El objetivo ya 2020 es claro: lograr un modelo energético integral y sostenible con el medioambiente. En el camino será fundamental lograr que los diferentes elementos que intervienen logren coexistir y garantizar energía renovable a través de la inversión en investigación y desarrollo de nuevas soluciones y herramientas. Lucera, la compañía eléctrica y tecnológica que apuesta por la eficiencia real con energía 100% verde, señala las tendencias que tendrán un gran impacto en un año que promete ser clave en la lucha contra el cambio climático y la búsqueda de un modelo energético sostenible.

1. Descarbonización del mix eléctrico: Se prevé que para el 2050 el mercado eléctrico español deje de emitir carbono (CO2) y la generación de energía se realice completamente a través de fuentes renovables. Según estudios de Lucera, los hogares (con un consumo medio de 3.258 kWh) que consumen energía limpia, evitan la emisión de 1046 kg. de CO2, lo que equivale a plantar 336 encinas cada año. Esto supone uno de los mayores retos más difíciles que ha asumido la humanidad para contrarrestar el impacto del cambio climático en el medioambiente. De esta manera, el aumento de la eficiencia energética y la instalación de centrales de energía eólica y fotovoltaica permite vislumbrar un futuro esperanzador. Para obtener una descarbonización del mix eléctrico será necesario que los gobiernos y empresas implementen un plan de transición energética, alternando energías renovables y no renovables. En este sentido, el gas y el hidrógeno se posicionan como mejores aliados. 

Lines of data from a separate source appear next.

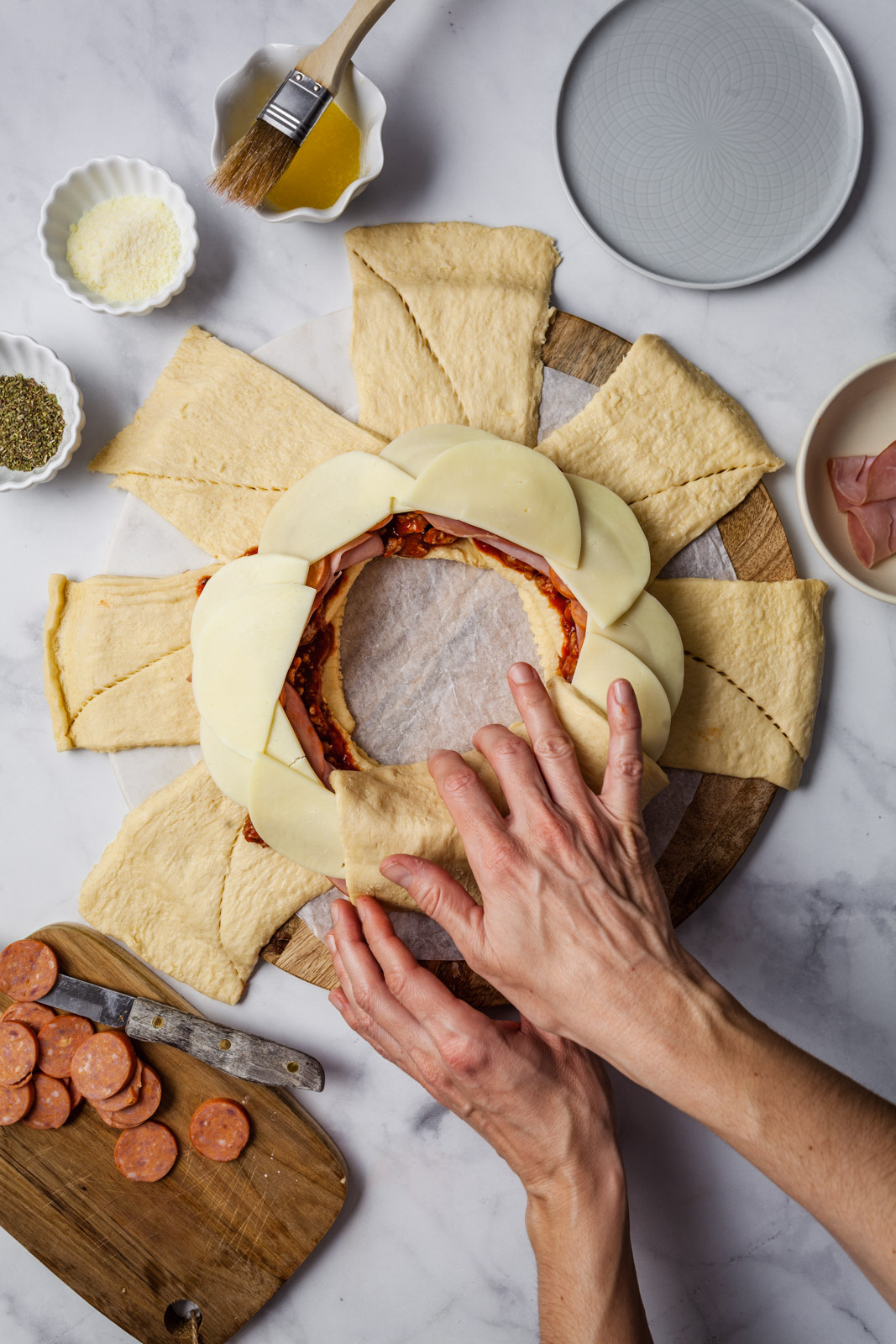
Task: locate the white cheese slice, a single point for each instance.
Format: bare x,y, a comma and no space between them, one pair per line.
651,633
600,662
248,575
417,448
508,490
284,746
616,558
228,768
296,816
241,660
333,504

2. Eficiencia energética: El sector energético enfrenta grandes desafíos de cara al 2020, con el objetivo de reducir emisiones de gases contaminantes, en un año donde se alcanzaron los máximos históricos de CO2 y la Conferencia de las Naciones Unidas sobre el Cambio Climático (COP2) no tuvo el resultado y consenso esperado. En este sentido, el impulso de los gobiernos en materia de fuentes renovables y eficientes de energía a través de la inversión en I+D y soluciones tecnológicas que creen modelos energéticos más sostenibles y amigables con el medioambiente. 

3. La tecnología como principal aliado: El avance de la tecnología de los últimos años hizo posible que el usuario disponga de herramientas como, termostatos digitales de última generación, asistentes de voz para controlar diferentes electrodomésticos e iluminación inteligente que le permiten ahorrar tiempo y dinero. De esta manera, los hogares inteligentes tienen la función de lograr una mayor eficiencia energética, logrando que el usuario pueda controlar mejor el consumo de energía, impactando de una manera más consciente con el planeta. 

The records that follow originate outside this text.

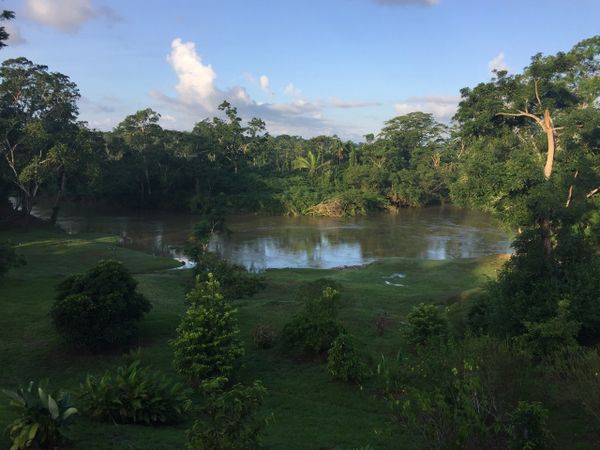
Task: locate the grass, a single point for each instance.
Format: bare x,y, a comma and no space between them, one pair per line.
310,411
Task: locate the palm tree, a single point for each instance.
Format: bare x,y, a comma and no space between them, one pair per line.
309,163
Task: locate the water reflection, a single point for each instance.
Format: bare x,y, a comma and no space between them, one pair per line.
275,242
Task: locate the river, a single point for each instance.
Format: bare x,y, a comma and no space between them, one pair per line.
260,242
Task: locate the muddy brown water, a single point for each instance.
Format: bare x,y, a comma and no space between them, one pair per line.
261,242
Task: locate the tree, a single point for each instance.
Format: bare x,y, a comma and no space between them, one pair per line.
532,144
5,15
532,156
142,136
37,122
309,163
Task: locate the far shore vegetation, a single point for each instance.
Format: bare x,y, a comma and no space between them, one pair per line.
103,347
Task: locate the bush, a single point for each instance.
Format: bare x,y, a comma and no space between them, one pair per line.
308,291
314,329
99,309
531,286
457,394
542,339
134,394
528,427
425,324
42,417
229,419
577,372
263,336
207,343
344,362
236,281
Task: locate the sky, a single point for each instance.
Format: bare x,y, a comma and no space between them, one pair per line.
306,67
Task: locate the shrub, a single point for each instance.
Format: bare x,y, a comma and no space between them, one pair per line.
134,394
542,339
531,286
313,330
207,343
425,323
236,281
344,362
528,427
42,416
229,419
99,309
311,290
577,370
263,336
457,394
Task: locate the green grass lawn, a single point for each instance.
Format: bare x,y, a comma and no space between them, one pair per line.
310,411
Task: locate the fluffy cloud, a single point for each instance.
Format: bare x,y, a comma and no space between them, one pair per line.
292,91
344,104
442,107
14,35
265,84
407,2
497,63
198,97
65,15
196,80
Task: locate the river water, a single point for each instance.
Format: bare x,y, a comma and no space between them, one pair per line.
260,242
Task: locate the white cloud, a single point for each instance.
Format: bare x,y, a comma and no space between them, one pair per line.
442,107
345,104
292,91
407,2
65,15
14,34
168,118
198,97
196,81
497,63
265,84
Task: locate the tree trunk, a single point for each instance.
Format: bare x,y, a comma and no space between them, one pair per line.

4. El futuro de la movilidad es eléctrico: El coche eléctrico ya es una realidad y el plan de lograr una movilidad 100% eléctrica cada vez se hace más realidad. Por ello, se esperan grandes mejoras en los vehículos, baterías y la ampliación de la red de los puntos de recarga, con el objetivo de disminuir los costes y que esté disponible para la mayoría de los usuarios. A medida que los costes se reduzcan, también será aumentará las posibilidades de instalar un punto de recarga en el hogar o en la comunidad de vecinos para su uso. Además, los planes de los gobiernos, con diversos descuentos y cuotas, para fomentar la adquisición de los coches eléctricos impacta de manera positiva, con el objetivo de que gradualmente disminuya el consumo de diésel y gasolina. 

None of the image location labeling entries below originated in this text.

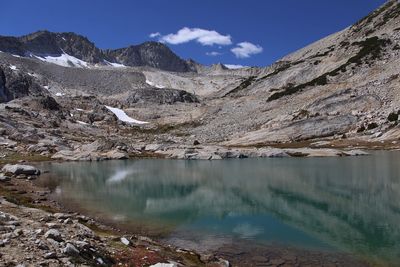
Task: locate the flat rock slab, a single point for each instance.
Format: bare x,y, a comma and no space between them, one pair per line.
18,169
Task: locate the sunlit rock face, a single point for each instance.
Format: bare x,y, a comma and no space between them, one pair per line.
323,202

5. Sociedades más conscientes: En los últimos años, los usuarios han cambiado la forma de pensar y son más conscientes sobre la sostenibilidad y las soluciones posibles para mitigar los efectos del calentamiento global y los gases de efecto invernadero. En este sentido, la acción del sector eléctrico y los gobiernos locales para fomentar la búsqueda de energías renovables y un plan de transición energético efectivo, logran divisar un futuro distinto con el aporte de todos. El cambio, principalmente será liderado por los usuarios que demandarán ecosistemas con energía 100% verde, donde el medioambiente no sufra impactos negativos.

“Cuanto mayor sea la cantidad de usuarios que ejerzan su influencia y demanden un sistema eléctrico sostenible, habrá más productores que tengan que proporcionar ese tipo de energía, lo que se traducirá en la búsqueda de un sistema sostenible y rentable. A la hora de liderar su consumo y la repercusión que tiene en su entorno, los usuarios podrán demandar un modelo mucho más integral, donde se logren los dos objetivos, evitar el aumento de la factura de la luz y una mejor eficiencia energética”, señala Jesús Miñana, director general de Lucera.